NASA astronaut Christina Koch breaks record of longest single spaceflight by a woman with 288 days in space

Koch also participated in the first all-female spacewalk.

NASA astronaut Christina Koch has made history in space once again.

Koch on Saturday broke the record set by retired astronaut Peggy Whitson for the longest single spaceflight by a woman with 289 days in space, according to NASA.

Koch received a special congratulations from "Star Wars: The Rise of Skywalker" stars Naomi Ackie and Kelly Marie Tran, who lauded her "girl power" accomplishment.

"We’re so inspired by your work and everything you’re doing and what you’re doing for science and what you’re doing for women and for the world," the two actresses said in a video shared by NASA on Twitter. "Thank you. Thank you so much for your effort. We want to be you. We really do, but we can’t because you are you and you’re the best at being you."

In October, Koch was part of the first all-female spacewalk when she and fellow astronaut Jessica Meir stepped outside the International Space Station together.

Koch and Meir both joined NASA in 2013, the year NASA's astronaut class was 50% female.

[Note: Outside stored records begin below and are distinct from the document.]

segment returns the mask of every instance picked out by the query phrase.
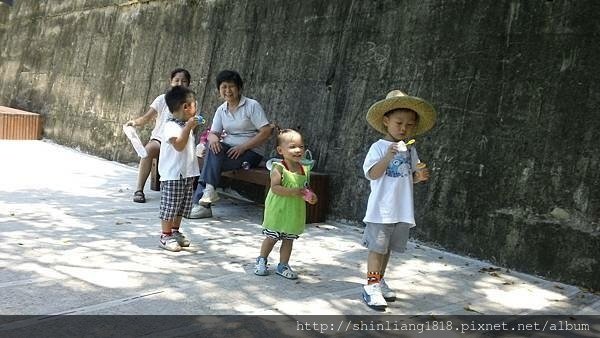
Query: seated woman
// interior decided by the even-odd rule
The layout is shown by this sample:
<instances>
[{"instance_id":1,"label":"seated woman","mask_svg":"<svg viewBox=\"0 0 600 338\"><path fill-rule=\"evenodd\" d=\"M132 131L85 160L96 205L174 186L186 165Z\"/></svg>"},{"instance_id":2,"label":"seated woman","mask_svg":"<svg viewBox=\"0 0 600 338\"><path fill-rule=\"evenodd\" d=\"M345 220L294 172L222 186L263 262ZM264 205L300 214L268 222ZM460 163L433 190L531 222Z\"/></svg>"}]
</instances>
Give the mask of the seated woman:
<instances>
[{"instance_id":1,"label":"seated woman","mask_svg":"<svg viewBox=\"0 0 600 338\"><path fill-rule=\"evenodd\" d=\"M236 71L224 70L217 75L217 90L225 102L213 117L190 218L212 217L210 206L219 199L215 189L222 171L239 169L244 162L256 167L263 159L273 128L260 103L242 95L243 87Z\"/></svg>"}]
</instances>

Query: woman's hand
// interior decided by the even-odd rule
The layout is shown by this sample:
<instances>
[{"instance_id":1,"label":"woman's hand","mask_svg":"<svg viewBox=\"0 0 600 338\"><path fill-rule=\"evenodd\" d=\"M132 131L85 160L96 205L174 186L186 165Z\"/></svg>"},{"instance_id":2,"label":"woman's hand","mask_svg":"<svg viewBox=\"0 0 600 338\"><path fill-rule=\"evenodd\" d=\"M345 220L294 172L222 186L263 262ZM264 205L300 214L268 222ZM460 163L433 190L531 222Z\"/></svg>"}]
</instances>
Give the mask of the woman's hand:
<instances>
[{"instance_id":1,"label":"woman's hand","mask_svg":"<svg viewBox=\"0 0 600 338\"><path fill-rule=\"evenodd\" d=\"M229 156L229 158L235 160L236 158L242 156L245 152L246 152L246 148L244 147L243 144L240 144L239 146L229 148L229 150L227 150L227 156Z\"/></svg>"}]
</instances>

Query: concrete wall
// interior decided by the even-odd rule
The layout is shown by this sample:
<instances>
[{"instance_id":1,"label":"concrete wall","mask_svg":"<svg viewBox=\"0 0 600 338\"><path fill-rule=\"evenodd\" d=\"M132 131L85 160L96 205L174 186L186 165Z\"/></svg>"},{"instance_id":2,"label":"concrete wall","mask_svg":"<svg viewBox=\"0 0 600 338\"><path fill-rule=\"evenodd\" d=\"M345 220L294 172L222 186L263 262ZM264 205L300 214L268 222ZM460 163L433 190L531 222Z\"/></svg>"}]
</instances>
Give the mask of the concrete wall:
<instances>
[{"instance_id":1,"label":"concrete wall","mask_svg":"<svg viewBox=\"0 0 600 338\"><path fill-rule=\"evenodd\" d=\"M0 5L0 104L127 162L121 125L170 69L191 70L209 117L215 75L237 69L331 173L330 218L358 222L378 137L364 115L399 88L439 112L417 140L433 168L417 238L599 289L599 14L593 0L21 0Z\"/></svg>"}]
</instances>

Koch arrived at the International Space Station in March on her first spaceflight.

Koch graduated from North Carolina State University with a Bachelor of Science in Electrical Engineering and Physics and a Master of Science in Electrical Engineering. While onboard the space station, she works on "scientific research, station maintenance, outreach, visiting vehicle operations and spacewalks," according to NASA.

Koch is expected to fly back to Earth in February 2020. At that time, she will have spent more than 300 days in space, according to NASA.